Фёдор смотрел на румяное лицо Никона, на его руки, деловую стать и уверялся всё больше в правильности выбора дяди. Да, умножившуюся обитель, где заведены и книжное, и иконное, и иные художества, с десятками братий и послушников, тысячами прихожан, - такую обитель, чуть-чуть новую и даже чужую его юношеским воспоминаниям, должен вести муж, подобный Никону. И пусть это будет уже иной монастырь, не потаённая лесная, малолюдная пустынь, но знаменитая на сотни поприщ вокруг обитель, - дело Сергия не погибнет и не умалится в этих руках.

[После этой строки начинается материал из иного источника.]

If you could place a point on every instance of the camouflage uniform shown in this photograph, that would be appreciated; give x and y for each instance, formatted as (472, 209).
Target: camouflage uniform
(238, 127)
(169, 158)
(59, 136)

К Сергию он забегал каждый свободный миг. Ночевал на полу, у ложа наставника. Просыпаясь, слушал неровное, трудное дыхание, шепча про себя слова молитвы. В ночь на двадцать пятое Фёдор почти не спал, но Сергий оставался жив и даже под утро почувствовал в себе прилив сил. Он исповедался и принял причастие, потом попросил соборовать его. После соборования уснул. Потом начал пальцами шарить по постели. "Обирает себя!" - прошептал кто-то из монахов. Фёдор не заметил, как келья набралась до отказа, стояли на коленях у ложа, теснились у стола и дверей. Все молчали, стараясь не пошевелиться, не кашлянуть. Фёдор сидел, держа руку наставника. Сергий приоткрыл глаза, прислушался. В это время у двери началось шевеление. Оглянувшись, Фёдор увидел, как двое послушников вводили высокого иссохшего старца. Он не сразу узнал отца, а узнав, поспешил навстречу. Стефан опустился у ложа Сергия, склонился, прикоснувшись лбом к шевелящимся рукам. Хрипло - отвык говорить - сказал:
- Прости, брат!
Сергий попытался поднять руку, но не смог. Его глаза, полуприкрытые веками, бродили по келье, по лицам, никого не узнавая, но вот остановились на Фёдоре, и улыбка коснулся его щёк. Фёдор схватил холодеющие руки наставника и уже не отпускал до конца. Сергий дышал всё тише. Ещё раз блеснул его взор из-под полусмеженных век и стал угасать, холодеть, теряя блеск, и руки остыли. В тишине кельи только слышалось редкое, хриплое, чуть различимое дыхание. Но вот Сергий дёрнулся, вытянулся под одеялом, по телу пробежала дрожь, руки ожили, ухватив пальцы Фёдора, - и одрябли, потеряв последние искры жизни. Дыхание Сергия прервалось, а лицо стало холодеть, молодея на глазах. Уходили печаль и страдание, разглаживались морщины лица. Происходило чудо. Сергий переселялся в Тот, Лучший мир. Все молчали и не двигались, потрясённые. И только молодой монашек в заднем ряду, начал рыдать, и эти рыдания рвались, разрывая тишину... Но вот инок справился с собой, смолк, и тогда, сначала тихо, а потом всё громче, поднялся хор голосов, поющих канон на отлучение души от тела, сложенный Иоанном Дамаскином в Синайской пустыне!..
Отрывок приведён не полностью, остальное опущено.